Fidèle à la tradition internationaliste de 1848, la Commune encourage officiellement la participation les étrangers. Un juif hongrois, ouvrier bijoutier membre de l’AIT, est même élu au conseil de la Commune par le XIIIème arrondissement. Leo Frankel devient le délégué à la commission du Travail et de l’Échange, et participe à ce titre à l’oeuvre sociale de la révolution. La commission des élections qui valide son élection le 30 mars 1871, érige en principe la citoyenneté des étrangers, en considérant « que le drapeau de la Commune est celui de la République universelle« .

Parmi les étrangers engagés dans la Commune, beaucoup de militants de l’Internationale.
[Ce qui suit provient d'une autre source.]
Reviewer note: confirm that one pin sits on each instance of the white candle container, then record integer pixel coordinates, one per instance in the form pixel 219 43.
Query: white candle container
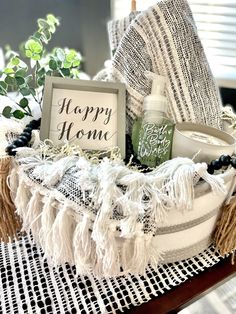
pixel 201 142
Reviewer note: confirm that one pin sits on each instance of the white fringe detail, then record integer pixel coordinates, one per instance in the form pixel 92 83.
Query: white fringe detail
pixel 32 219
pixel 48 217
pixel 93 238
pixel 62 236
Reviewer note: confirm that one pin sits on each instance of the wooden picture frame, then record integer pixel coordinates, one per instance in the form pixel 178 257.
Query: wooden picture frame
pixel 91 113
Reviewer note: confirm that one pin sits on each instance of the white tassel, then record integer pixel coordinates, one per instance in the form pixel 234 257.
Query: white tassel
pixel 62 236
pixel 103 234
pixel 23 196
pixel 32 218
pixel 84 247
pixel 13 181
pixel 48 217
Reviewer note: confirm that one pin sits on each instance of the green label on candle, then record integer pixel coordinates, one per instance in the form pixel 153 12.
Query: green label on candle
pixel 155 143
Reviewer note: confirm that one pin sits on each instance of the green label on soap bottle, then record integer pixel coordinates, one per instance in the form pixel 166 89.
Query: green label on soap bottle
pixel 155 143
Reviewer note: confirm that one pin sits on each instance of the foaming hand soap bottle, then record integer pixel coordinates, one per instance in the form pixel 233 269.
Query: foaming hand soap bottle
pixel 156 133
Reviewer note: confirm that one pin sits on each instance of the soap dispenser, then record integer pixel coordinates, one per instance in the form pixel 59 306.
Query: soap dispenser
pixel 156 133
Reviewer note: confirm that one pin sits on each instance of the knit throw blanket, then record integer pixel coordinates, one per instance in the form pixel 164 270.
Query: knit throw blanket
pixel 101 216
pixel 164 40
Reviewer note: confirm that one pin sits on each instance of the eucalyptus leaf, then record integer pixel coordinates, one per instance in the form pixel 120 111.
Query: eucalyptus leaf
pixel 67 65
pixel 41 72
pixel 65 72
pixel 60 54
pixel 40 81
pixel 3 91
pixel 15 61
pixel 3 84
pixel 23 102
pixel 43 24
pixel 32 91
pixel 25 91
pixel 18 114
pixel 8 71
pixel 76 63
pixel 20 72
pixel 10 80
pixel 36 57
pixel 20 80
pixel 52 64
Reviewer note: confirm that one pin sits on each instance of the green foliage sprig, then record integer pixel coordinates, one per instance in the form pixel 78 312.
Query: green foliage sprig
pixel 27 80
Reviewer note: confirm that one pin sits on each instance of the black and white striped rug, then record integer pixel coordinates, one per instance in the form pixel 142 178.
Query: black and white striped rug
pixel 29 285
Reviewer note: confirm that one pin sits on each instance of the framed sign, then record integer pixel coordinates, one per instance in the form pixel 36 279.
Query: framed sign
pixel 89 113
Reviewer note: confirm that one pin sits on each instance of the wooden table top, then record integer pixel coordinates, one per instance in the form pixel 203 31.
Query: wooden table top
pixel 189 291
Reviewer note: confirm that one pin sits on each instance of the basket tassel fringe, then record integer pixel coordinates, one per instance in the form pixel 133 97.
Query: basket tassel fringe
pixel 9 221
pixel 91 237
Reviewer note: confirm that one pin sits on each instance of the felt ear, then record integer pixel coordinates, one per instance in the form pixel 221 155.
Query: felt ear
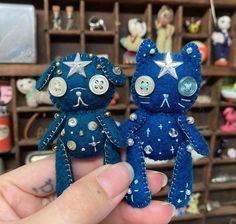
pixel 146 50
pixel 191 52
pixel 113 73
pixel 46 76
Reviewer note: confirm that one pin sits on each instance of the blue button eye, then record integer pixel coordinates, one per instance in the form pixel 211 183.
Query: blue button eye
pixel 187 86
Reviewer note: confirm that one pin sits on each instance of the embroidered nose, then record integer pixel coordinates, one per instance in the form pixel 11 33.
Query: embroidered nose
pixel 78 93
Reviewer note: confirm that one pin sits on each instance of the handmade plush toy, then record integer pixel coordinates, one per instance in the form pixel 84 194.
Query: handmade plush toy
pixel 164 87
pixel 81 86
pixel 221 41
pixel 165 29
pixel 131 43
pixel 33 96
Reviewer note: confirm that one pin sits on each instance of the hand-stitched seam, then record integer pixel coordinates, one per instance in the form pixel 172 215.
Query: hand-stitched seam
pixel 68 170
pixel 47 140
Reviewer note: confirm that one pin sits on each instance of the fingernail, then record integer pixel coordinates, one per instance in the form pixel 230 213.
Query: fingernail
pixel 174 211
pixel 164 180
pixel 116 179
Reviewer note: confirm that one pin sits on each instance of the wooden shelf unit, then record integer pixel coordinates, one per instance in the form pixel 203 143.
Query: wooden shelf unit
pixel 53 43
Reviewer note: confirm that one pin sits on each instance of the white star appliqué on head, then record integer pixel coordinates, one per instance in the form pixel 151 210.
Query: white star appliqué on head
pixel 168 66
pixel 76 66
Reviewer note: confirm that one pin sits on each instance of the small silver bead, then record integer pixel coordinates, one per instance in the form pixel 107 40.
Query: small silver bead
pixel 133 117
pixel 152 51
pixel 190 120
pixel 129 191
pixel 189 148
pixel 72 122
pixel 130 142
pixel 189 50
pixel 173 133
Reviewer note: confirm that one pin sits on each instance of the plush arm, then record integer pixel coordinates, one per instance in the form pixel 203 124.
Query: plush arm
pixel 52 132
pixel 195 138
pixel 111 130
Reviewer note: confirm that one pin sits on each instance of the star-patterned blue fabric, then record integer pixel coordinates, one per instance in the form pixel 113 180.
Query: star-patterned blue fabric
pixel 164 87
pixel 81 86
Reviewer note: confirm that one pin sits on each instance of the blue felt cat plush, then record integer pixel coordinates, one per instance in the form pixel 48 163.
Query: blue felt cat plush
pixel 164 87
pixel 81 86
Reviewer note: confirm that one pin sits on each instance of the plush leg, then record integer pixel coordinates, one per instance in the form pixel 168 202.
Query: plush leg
pixel 64 176
pixel 181 186
pixel 112 154
pixel 138 195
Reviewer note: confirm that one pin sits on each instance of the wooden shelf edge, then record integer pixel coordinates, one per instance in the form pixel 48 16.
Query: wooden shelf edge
pixel 223 211
pixel 222 186
pixel 28 142
pixel 11 70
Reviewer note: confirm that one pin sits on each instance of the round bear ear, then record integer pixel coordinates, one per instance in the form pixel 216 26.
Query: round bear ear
pixel 146 50
pixel 113 73
pixel 46 76
pixel 190 52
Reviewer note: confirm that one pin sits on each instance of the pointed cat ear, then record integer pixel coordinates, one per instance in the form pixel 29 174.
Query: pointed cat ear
pixel 146 49
pixel 191 52
pixel 46 76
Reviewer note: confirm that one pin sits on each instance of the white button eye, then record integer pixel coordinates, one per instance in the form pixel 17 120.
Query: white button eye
pixel 144 85
pixel 57 87
pixel 98 84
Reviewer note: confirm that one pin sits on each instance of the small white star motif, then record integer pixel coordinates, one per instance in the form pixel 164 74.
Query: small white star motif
pixel 76 66
pixel 168 66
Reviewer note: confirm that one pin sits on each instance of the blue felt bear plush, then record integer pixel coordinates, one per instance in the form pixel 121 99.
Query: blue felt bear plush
pixel 164 87
pixel 81 86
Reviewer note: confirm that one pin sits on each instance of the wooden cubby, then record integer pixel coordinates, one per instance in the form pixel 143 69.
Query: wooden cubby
pixel 51 43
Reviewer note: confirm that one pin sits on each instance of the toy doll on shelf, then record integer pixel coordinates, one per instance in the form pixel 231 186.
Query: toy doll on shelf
pixel 131 43
pixel 165 29
pixel 230 118
pixel 56 17
pixel 69 17
pixel 221 41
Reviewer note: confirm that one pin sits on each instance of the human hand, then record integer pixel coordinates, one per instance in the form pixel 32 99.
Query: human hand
pixel 27 195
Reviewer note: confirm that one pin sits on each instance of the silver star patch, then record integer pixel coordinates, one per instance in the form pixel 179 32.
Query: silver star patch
pixel 76 66
pixel 168 66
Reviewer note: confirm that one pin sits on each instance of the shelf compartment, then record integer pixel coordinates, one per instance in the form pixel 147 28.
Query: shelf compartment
pixel 223 211
pixel 100 33
pixel 64 32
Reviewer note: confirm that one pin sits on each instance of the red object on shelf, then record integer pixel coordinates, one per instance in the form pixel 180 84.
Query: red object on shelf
pixel 5 134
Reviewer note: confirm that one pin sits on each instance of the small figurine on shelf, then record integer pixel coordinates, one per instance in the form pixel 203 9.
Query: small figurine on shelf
pixel 33 97
pixel 69 17
pixel 165 29
pixel 115 99
pixel 96 23
pixel 56 18
pixel 193 25
pixel 221 41
pixel 221 148
pixel 193 206
pixel 230 117
pixel 137 29
pixel 228 91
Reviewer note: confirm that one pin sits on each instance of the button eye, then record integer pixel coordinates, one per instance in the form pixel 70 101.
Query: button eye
pixel 98 84
pixel 57 87
pixel 144 85
pixel 187 86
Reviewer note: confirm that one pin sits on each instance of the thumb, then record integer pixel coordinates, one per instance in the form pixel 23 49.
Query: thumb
pixel 90 199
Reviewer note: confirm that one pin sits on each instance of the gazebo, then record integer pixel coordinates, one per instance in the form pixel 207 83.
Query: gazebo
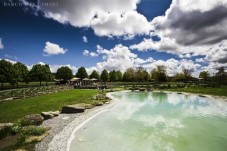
pixel 74 81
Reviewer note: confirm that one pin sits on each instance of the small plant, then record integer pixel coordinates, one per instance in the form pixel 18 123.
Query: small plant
pixel 15 128
pixel 33 131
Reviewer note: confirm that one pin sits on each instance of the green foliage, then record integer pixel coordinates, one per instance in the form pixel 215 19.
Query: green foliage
pixel 41 73
pixel 33 131
pixel 21 72
pixel 64 73
pixel 142 75
pixel 7 72
pixel 104 76
pixel 11 111
pixel 81 73
pixel 113 76
pixel 95 75
pixel 129 75
pixel 205 75
pixel 16 128
pixel 159 73
pixel 119 75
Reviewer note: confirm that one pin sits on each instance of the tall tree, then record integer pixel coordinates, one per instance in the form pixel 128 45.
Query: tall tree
pixel 159 73
pixel 21 72
pixel 113 76
pixel 7 72
pixel 220 75
pixel 104 76
pixel 81 73
pixel 205 75
pixel 142 75
pixel 38 73
pixel 64 73
pixel 129 75
pixel 95 75
pixel 119 75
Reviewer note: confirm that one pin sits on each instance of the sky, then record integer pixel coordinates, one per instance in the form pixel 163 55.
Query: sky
pixel 115 34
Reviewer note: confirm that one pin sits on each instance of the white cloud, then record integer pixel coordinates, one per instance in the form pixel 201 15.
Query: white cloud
pixel 121 58
pixel 88 53
pixel 12 61
pixel 1 44
pixel 85 39
pixel 11 57
pixel 106 18
pixel 53 49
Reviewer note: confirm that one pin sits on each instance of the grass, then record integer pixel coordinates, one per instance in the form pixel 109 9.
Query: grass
pixel 222 91
pixel 14 110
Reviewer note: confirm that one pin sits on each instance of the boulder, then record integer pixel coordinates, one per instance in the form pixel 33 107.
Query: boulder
pixel 5 125
pixel 33 119
pixel 50 114
pixel 76 108
pixel 5 130
pixel 100 97
pixel 98 103
pixel 47 115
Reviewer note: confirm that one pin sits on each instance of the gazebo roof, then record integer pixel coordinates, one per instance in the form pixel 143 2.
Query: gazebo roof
pixel 86 79
pixel 93 79
pixel 75 79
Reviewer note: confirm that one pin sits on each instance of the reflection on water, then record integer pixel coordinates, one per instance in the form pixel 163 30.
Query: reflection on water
pixel 156 121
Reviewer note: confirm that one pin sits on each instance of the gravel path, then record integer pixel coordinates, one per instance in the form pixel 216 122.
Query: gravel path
pixel 63 126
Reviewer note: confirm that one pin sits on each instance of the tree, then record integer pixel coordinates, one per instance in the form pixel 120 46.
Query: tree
pixel 205 75
pixel 129 75
pixel 113 76
pixel 119 75
pixel 38 73
pixel 104 76
pixel 64 73
pixel 81 73
pixel 159 73
pixel 142 75
pixel 7 72
pixel 95 75
pixel 220 75
pixel 21 72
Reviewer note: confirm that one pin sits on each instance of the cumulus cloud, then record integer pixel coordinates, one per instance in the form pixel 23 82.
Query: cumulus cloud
pixel 88 53
pixel 127 59
pixel 85 39
pixel 53 49
pixel 191 28
pixel 106 18
pixel 1 44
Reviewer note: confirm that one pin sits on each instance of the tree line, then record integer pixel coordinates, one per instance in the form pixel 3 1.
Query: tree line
pixel 18 72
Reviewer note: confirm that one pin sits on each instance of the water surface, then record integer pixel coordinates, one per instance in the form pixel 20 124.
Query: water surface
pixel 156 122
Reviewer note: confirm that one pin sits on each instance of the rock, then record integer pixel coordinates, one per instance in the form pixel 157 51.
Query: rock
pixel 76 108
pixel 47 115
pixel 50 114
pixel 99 97
pixel 5 125
pixel 33 119
pixel 36 138
pixel 98 103
pixel 56 113
pixel 5 130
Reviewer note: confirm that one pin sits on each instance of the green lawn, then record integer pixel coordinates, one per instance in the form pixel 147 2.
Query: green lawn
pixel 222 91
pixel 13 110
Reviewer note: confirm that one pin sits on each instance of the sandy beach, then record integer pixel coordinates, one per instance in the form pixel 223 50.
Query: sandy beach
pixel 63 126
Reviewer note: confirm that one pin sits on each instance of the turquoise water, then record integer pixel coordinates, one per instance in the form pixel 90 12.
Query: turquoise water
pixel 156 122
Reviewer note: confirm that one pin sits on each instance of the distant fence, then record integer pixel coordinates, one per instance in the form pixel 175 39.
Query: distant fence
pixel 8 95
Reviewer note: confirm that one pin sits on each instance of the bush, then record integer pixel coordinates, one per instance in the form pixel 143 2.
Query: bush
pixel 33 131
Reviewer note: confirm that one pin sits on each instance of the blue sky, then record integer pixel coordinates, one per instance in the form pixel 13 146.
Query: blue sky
pixel 115 34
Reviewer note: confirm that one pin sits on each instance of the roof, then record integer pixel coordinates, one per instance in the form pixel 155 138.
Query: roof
pixel 75 79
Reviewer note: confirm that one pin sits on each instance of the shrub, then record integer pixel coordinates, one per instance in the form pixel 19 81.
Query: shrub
pixel 33 131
Comme Frankel, la jeune russe Elisabeth Dmitrieff est membre de l’AIT. À vingt ans à peine, elle a déjà voyagé en Suisse et en Angleterre. Lors de son séjour à Londres, elle se lie à Karl Marx qui l’envoie à Paris comme correspondante de l’Internationale, dès mars 1871. Le 11 avril, elle est l’une des femmes qui créent l’Union des Femmes pour la défense de Paris, dont elle est avec Natalie Lemel l’une des militantes les plus actives.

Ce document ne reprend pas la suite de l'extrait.